Psychological counselling is of essential importance, as it can help the patient discover coping strategies and reduce the level of associated stress. The patient has to be taught that the anxiety can be reduced and he/she suffers from a benign condition, one that does not present any associated health risks. Medication might be prescribed in order to keep the anxiety under control.

Some patients have experienced spontaneous remission, the most successful results being related to the elimination of the anxiety symptoms. Once again, the psychological counselling is the best option available for an excellent prognosis. Few patients report a worsening of their symptoms after the psychological counseling has started.
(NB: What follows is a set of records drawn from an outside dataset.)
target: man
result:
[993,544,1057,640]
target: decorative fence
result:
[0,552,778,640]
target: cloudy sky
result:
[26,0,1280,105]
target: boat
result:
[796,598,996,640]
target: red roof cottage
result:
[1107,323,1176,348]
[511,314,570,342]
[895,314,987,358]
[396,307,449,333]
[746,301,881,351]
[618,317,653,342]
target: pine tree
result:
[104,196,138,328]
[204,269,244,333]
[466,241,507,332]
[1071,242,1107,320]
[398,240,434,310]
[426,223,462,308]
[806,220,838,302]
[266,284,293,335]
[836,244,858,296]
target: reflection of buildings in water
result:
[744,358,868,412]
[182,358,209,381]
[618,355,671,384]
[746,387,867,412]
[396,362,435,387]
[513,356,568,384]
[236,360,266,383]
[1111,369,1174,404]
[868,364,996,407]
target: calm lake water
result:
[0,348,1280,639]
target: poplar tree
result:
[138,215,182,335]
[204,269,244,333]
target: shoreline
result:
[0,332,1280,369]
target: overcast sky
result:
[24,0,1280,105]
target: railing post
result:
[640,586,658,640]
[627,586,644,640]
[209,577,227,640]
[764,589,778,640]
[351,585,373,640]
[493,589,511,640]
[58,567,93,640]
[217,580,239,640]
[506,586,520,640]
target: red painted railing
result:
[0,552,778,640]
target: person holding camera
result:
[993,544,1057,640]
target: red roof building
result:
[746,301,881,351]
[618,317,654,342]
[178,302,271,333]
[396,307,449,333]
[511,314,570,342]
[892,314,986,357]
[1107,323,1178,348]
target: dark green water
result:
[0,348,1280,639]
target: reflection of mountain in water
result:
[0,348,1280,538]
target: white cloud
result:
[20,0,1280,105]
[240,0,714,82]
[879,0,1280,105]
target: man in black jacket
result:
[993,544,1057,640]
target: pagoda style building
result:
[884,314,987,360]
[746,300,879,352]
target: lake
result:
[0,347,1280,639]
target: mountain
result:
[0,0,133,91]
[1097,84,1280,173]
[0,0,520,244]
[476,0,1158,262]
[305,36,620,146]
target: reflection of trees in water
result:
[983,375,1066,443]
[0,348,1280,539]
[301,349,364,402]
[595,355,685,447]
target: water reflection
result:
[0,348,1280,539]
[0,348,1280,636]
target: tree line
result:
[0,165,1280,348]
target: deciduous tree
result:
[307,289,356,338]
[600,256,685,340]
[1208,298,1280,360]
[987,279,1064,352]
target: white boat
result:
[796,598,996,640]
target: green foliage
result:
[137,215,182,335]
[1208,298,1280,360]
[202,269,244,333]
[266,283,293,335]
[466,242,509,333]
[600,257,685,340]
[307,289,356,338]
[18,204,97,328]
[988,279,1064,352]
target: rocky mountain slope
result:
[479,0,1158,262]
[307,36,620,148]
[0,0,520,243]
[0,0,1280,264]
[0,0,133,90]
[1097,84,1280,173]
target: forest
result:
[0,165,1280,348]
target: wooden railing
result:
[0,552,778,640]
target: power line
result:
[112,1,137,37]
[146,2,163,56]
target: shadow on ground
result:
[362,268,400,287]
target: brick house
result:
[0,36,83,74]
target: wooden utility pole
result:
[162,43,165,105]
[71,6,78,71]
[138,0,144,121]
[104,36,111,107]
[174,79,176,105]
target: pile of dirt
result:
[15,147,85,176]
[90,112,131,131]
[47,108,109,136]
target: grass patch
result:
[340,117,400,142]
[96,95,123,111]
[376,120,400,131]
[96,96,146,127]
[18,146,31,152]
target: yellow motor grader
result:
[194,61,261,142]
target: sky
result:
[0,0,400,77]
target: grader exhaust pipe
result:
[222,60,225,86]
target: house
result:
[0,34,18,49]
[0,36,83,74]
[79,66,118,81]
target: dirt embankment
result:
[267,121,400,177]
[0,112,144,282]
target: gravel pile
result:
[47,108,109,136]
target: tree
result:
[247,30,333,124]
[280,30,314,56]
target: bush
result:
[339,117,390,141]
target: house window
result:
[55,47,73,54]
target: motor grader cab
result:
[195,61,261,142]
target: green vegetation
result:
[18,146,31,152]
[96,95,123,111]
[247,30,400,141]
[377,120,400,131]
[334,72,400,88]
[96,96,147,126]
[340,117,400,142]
Is there any cure for the benign fasciculation syndrome?

Despite the extensive research in the field, there is no cure for the benign fasciculation syndrome. As it was already mentioned, there are some patients who have experience a spontaneous remission. The treatment solutions can be used in order to keep the symptoms under control. A diet that is rich in magnesium and iodine salt can improve this condition. Psychological counselling is also useful for anxious patients, allowing them to make the difference between a benign and a malign condition.

Why is the management of anxiety so important? When a person is anxious because of the benign fasciculation syndrome symptoms, the anxiety and the negative emotions can lead to re-occurrences. The sooner you learn to control your anxiety, the more reduced the change of the fasciculation reappearing are going to be.

In conclusion, the benign fasciculation syndrome does not present any serious concerns but it can cause the patient a lot of discomfort. However, it is important to make the difference between this benign condition and other neurological disorders, such as ALS. Lifestyle changes, including those related to the diet, are essential in keeping this condition under control. Psychological counselling is, as it was already mentioned, also useful in reducing the anxiety related to this condition. Patients are advised with go to the doctor for regular check-ups, so as to verify the symptoms and especially the functioning of the muscles.